Democratic Senator Barack Obama hit White House rival Republican Senator John McCain with a prime-time TV onslaught as he vied to clinch victory in battleground states in the climactic run-up to Tuesday’s vote.
After his 30-minute appeal on national television late on Wednesday, which cost at least US$3 million to air, Obama held a midnight rally near Orlando with former president Bill Clinton in the latest burial of Democratic hatchets.
Obama beat Clinton’s wife Hillary to the Democratic nomination, but the former president delivered a strong endorsement at his first joint campaign event with the party’s champion in front of 35,000 supporters in Kissimmee.
“The presidential campaign is the greatest job interview in the world. And on Tuesday, you get to make the hire,” Clinton said, contrasting the economic prosperity of his own 1990s tenure to the crisis now sweeping the nation.
“This is not a close question. If you make the decision based on who can best get us out of the ditch ... I think it’s clear the next president should be, and with your help will be, Senator Barack Obama,” he said.
Obama is stepping up the pace on the final approach to the most consequential election in a generation, as the US grapples with the financial hurricane and two wars in Iraq and Afghanistan.
The Democratic front-runner was to hit three states yesterday, departing Florida after a morning rally for more events in the raging battlegrounds of Virginia and Missouri. McCain was conducting a bus tour of Ohio.
Pursuing his quest to be elected the first US black president, Obama ended his special broadcast with a live cut to the thumping climax of a rally attended by 20,000 supporters in Sunrise, Florida, late on Wednesday. The ad, which aired on three networks before the decisive World Series baseball game, featured patriotic tropes, intensely personal moments and stories of real Americans struggling to make ends meet.
The 47-year-old Democrat, promoted in the broadcast as a loving family man who overcame hardship to reach the pinnacle of politics, pledged to remake the American Dream for all and safeguard the nation from foreign threats.
“We’ve seen over the last eight years how decisions by a president can have a profound effect on the course of history — and on American lives,” he said intently to the camera. “This election is a defining moment.

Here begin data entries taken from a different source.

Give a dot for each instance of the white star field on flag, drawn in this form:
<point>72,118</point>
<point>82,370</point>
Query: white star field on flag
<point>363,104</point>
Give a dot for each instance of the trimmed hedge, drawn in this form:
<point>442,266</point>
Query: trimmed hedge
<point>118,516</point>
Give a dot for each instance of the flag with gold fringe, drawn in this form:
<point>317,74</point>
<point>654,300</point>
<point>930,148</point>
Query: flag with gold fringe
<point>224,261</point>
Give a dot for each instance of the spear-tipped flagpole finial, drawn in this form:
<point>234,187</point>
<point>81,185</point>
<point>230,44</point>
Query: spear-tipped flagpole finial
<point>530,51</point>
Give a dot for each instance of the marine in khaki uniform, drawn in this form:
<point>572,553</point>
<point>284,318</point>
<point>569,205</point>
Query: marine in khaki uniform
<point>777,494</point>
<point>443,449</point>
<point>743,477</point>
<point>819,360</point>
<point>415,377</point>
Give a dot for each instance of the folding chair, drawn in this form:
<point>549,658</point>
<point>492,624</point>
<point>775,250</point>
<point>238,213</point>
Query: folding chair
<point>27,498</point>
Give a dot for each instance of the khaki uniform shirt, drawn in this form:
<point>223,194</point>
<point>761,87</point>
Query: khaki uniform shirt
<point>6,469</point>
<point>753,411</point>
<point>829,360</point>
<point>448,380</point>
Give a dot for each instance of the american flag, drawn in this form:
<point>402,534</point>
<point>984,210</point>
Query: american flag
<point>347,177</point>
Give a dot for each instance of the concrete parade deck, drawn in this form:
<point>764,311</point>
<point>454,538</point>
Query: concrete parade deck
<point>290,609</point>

The chance for our leaders to meet the demands of these challenging times and keep faith with our people.”
McCain, 72, was unimpressed earlier on Wednesday in Florida — the biggest of all the battleground states where the election will be won and lost.
“When you’re watching this gauzy, feel-good commercial, just remember that it was paid for with broken promises,” he said, attacking Obama’s decision to opt out of public campaign financing.
The Arizona senator renewed his attacks on Obama’s past links to 1960s radical William Ayers and lambasted his opponent’s credentials to be commander-in-chief.
“With terrorists still plotting new strikes across the world, millions of innocent lives are still at stake, including American lives,” McCain said.
“The question is whether this is a man who has what it takes to protect America from Osama bin Laden, al-Qaeda, and other grave threats in the world,” McCain said. “And he has given you no reason to answer in the affirmative.”
Whether McCain’s tactics are successful remain to be seen. Polls have repeatedly shown that the economy rather than national security remains the defining issue of the campaign.
A poll from Quinnipiac University on Wednesday showed Obama with a still sizeable, albeit slightly narrower lead in Ohio and Pennsylvania but with Florida now too close to call.
Another poll from Rasmussen showed McCain closing to within three points of Obama nationwide for the first time in more than a month, trailing 47 percent to 50 percent.
But a survey of toss-up states by CNN and Time had Obama expanding his lead in Colorado and holding steady margins in Florida and Virginia.